Directed by Kazik Radwanski
In an observation exercise that dispenses with explanations, the Canadian writer and filmmaker follows the character that Deragh Campbell masterfully composes for two weeks.

ANNE AT 13000 FT – 7 POINTS
Canada, 2019
Direction and script: Kazik Radwanski
Duration: 75 minutes
Performers: Deragh Campbell, Lawrene Denkers , Dorothe Paas, Matt Johnson
Premiere in Mubi.
Studio of character before narration of adventures, Anne at 13000 Ft. focuses in an absorbing way on the leading character, whom he scrutinizes in detail and from the place of an observer. Times are compressed, tailored to a narrow focus: an hour and a quarter of film and a couple of weeks in the life of the protagonist. That span, which offers no visual or narrative breaks, feels like a continuum in real time. There are, yes, mood breaks, the product of a psyche in a state of turbulence . These imbalances are not minimally visible, and they recognize a muted but persistent progression. After the climax, the story – or the portrait, in this case almost synonymous – leaves the heroine in a literal and metaphorical state of floating.

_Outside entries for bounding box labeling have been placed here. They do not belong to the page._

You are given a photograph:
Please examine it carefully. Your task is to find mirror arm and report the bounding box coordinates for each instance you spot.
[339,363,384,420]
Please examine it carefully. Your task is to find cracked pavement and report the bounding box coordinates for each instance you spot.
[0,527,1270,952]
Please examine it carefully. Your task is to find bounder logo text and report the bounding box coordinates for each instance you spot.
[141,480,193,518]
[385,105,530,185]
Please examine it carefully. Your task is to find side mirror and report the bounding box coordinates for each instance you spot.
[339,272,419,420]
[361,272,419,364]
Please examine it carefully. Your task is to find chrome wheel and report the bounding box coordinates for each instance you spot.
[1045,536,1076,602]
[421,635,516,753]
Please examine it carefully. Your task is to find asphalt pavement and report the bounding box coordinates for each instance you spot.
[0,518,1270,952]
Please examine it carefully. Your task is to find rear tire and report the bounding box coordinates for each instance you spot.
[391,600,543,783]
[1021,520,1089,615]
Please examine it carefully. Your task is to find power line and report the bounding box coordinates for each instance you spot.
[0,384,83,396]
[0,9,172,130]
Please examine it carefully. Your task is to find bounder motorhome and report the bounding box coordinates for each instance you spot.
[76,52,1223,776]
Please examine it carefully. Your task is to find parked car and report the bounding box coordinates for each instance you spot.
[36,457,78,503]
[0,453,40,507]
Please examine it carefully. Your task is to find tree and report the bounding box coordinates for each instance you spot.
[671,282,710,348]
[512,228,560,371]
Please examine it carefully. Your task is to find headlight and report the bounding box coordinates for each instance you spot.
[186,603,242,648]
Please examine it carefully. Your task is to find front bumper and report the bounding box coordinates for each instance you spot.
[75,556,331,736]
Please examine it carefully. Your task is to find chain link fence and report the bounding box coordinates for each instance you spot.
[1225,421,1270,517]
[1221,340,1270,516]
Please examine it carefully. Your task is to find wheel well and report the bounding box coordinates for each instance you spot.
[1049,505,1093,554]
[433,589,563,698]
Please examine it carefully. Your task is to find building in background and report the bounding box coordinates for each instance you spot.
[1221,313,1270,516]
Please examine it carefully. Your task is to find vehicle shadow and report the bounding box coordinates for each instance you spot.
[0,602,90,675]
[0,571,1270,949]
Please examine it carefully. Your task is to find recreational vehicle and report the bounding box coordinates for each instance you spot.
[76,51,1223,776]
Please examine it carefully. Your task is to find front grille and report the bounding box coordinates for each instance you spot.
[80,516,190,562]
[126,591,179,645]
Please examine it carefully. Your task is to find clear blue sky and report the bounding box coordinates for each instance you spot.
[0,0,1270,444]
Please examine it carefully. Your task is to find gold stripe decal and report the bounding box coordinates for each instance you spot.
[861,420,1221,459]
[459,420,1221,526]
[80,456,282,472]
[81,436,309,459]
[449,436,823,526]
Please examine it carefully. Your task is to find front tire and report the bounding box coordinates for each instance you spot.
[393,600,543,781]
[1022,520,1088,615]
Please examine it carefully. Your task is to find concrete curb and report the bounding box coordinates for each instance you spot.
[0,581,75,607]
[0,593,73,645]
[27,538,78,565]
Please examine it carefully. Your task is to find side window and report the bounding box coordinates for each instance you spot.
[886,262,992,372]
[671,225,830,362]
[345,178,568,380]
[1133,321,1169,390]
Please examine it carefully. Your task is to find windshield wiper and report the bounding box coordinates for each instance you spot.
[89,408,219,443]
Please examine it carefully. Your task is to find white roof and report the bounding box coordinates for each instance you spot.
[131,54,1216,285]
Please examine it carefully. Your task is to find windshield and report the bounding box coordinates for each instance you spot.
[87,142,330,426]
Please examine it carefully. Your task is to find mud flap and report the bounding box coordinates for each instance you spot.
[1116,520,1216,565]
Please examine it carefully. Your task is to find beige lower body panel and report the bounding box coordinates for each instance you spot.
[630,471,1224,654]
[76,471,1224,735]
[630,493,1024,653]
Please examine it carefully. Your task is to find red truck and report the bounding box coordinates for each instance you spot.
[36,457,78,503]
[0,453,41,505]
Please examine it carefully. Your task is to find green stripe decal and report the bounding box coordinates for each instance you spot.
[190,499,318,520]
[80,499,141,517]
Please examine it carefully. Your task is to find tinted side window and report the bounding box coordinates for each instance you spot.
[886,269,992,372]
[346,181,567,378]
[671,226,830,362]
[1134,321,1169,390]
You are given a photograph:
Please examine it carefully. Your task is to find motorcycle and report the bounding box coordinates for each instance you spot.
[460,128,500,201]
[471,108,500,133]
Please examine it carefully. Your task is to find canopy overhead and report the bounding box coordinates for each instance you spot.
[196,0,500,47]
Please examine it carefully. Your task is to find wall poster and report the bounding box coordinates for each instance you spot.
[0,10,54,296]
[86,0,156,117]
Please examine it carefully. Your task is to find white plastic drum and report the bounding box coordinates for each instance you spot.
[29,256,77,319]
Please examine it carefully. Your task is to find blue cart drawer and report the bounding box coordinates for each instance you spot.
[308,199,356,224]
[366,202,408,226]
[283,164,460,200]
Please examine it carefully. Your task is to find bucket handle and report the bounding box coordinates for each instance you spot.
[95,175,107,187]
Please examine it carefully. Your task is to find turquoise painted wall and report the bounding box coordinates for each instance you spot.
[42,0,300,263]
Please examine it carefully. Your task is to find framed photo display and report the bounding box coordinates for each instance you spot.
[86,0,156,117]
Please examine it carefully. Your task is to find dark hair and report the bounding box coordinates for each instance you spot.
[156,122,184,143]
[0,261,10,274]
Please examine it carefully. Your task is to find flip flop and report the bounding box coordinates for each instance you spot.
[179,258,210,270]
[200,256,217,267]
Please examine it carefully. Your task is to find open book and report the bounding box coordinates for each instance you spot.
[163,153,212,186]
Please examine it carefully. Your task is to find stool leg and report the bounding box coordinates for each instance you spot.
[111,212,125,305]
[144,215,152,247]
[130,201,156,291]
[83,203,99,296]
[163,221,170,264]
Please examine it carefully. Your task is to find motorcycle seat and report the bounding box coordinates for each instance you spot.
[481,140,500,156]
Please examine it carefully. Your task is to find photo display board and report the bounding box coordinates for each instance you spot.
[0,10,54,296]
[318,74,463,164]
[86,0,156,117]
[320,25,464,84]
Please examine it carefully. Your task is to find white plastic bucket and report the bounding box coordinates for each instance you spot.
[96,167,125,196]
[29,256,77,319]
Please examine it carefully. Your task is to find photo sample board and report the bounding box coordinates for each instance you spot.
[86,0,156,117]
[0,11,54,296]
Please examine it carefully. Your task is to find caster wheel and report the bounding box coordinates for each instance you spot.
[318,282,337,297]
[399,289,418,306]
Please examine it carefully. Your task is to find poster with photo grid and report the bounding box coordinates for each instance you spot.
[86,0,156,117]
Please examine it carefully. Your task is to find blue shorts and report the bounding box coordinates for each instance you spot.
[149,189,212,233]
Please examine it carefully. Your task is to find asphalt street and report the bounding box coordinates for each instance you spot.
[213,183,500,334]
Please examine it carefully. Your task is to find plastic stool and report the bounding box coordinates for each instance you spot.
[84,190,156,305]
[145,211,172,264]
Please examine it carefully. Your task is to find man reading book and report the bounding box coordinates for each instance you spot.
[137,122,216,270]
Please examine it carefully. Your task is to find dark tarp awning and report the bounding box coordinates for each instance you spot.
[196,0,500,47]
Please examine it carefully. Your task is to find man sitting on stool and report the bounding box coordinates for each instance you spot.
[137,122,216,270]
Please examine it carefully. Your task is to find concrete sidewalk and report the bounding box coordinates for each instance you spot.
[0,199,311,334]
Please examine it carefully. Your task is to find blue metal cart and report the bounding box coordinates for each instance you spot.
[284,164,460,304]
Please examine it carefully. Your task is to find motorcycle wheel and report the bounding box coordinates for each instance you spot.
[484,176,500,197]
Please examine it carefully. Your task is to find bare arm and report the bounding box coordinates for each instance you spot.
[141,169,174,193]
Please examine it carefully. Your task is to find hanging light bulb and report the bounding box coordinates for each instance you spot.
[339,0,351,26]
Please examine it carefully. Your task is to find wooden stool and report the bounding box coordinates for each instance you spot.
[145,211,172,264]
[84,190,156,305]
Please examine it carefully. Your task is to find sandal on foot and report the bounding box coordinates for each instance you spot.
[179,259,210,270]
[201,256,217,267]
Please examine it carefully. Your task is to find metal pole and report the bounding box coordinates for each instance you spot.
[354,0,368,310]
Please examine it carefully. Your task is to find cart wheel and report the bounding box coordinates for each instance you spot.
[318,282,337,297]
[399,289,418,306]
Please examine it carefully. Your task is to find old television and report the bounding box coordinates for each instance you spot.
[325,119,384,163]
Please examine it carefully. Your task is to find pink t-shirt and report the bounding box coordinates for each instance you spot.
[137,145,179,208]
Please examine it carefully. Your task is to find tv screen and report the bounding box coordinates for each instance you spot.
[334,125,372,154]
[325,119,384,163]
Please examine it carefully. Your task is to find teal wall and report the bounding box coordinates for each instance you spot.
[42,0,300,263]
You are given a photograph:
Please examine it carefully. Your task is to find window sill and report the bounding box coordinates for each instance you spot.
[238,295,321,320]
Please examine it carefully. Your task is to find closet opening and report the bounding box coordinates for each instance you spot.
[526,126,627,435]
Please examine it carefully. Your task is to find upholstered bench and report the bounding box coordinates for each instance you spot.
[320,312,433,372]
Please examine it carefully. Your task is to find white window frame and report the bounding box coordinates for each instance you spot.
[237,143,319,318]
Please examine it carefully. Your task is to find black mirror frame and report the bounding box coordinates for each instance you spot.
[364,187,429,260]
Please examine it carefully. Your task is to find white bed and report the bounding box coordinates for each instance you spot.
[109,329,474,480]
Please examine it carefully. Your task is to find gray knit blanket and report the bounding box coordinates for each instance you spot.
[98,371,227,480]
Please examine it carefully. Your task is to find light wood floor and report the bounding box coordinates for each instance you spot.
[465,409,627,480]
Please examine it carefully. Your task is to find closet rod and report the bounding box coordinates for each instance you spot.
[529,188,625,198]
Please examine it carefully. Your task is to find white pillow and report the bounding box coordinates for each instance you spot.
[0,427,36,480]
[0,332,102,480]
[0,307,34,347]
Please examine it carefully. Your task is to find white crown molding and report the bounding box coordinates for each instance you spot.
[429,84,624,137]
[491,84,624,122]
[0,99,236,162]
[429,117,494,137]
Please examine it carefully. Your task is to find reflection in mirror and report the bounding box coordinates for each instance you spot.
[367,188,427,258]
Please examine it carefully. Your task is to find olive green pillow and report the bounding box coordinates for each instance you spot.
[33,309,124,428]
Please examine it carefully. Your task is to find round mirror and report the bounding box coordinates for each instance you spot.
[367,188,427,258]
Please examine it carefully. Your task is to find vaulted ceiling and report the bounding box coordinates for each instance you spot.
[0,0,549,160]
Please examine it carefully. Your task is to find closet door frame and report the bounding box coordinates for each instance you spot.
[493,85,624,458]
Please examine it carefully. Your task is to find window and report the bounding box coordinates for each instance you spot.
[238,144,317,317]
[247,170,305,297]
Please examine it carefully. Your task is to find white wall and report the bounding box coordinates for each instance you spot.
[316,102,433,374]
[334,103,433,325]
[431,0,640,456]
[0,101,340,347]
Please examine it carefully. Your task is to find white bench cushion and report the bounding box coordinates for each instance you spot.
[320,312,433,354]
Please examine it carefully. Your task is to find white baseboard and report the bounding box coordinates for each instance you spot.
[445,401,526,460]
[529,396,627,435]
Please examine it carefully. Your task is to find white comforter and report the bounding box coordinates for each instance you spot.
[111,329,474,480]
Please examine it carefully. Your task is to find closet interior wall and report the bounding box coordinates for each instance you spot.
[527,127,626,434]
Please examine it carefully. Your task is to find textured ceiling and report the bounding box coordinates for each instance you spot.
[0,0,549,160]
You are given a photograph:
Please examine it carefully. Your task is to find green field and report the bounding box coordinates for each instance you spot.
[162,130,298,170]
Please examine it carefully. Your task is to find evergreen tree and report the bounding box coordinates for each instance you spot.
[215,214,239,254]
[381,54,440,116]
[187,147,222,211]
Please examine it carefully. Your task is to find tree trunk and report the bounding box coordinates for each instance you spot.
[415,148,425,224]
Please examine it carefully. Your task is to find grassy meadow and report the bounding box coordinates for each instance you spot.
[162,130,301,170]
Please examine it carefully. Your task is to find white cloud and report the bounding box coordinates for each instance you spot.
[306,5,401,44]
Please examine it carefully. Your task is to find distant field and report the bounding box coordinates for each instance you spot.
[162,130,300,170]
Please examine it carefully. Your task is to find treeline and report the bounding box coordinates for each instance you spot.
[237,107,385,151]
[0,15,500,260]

In the opening scene Anne ( Deragh Campbell) hands a butterfly to a group of children. They are seen in a situation of parity, it would seem that she is just his older sister or his cousin. It is your teacher . “Keep your place,” a colleague later challenges her, and Anne is left at a loss as to what to say, as if she were her superior and she was a girl who had just been caught missing. She will respond in her own way a few scenes later, provoking her fellow Sargent like a naughty girl. With her students she plays as one more, sitting significantly on the floor to be her same height. His mother, of course, is present in his life, in such a transparent way that it requires no interpretation. In the first scene together, Anne shows him the apartment she just rented. In the next scene between the two, Anne sleeps at her mother’s house, supposedly waiting to finish painting hers to move out. When she meets a potential “candidate” at a party she giggles, as an eleven or twelve year old might on a first date. The next thing is to get drunk and vomit.
Although the description may suggest a clinical case, by providing the protagonist with a huge variety of nuances the Canadian writer and filmmaker Kazik Radwanski runs her from that stigmatized place. This wouldn’t be entirely possible if it weren’t for the astonishing Campbell , capable of going, in a couple of shots, from laughter to tears and from tears to desolation. Able to fully enjoy too, when he swims in a public pool and, above all, when he takes his first skydiving lessons. At that moment she is seen in a state of ecstasy. As much as it costs her to find her place on land, in the water and in the air, Anne shows a disposition to abandonment more typical of a child than an adult.
Radwanski follows the heroine with camera in hand, letting her shake as much as she does internally. We only know about Anne what the camera knows : here there is no past that “explains” their behavior or a future that awaits it. The initial and final shots receive and leave in media res , capturing moments that last as long as the life of a butterfly.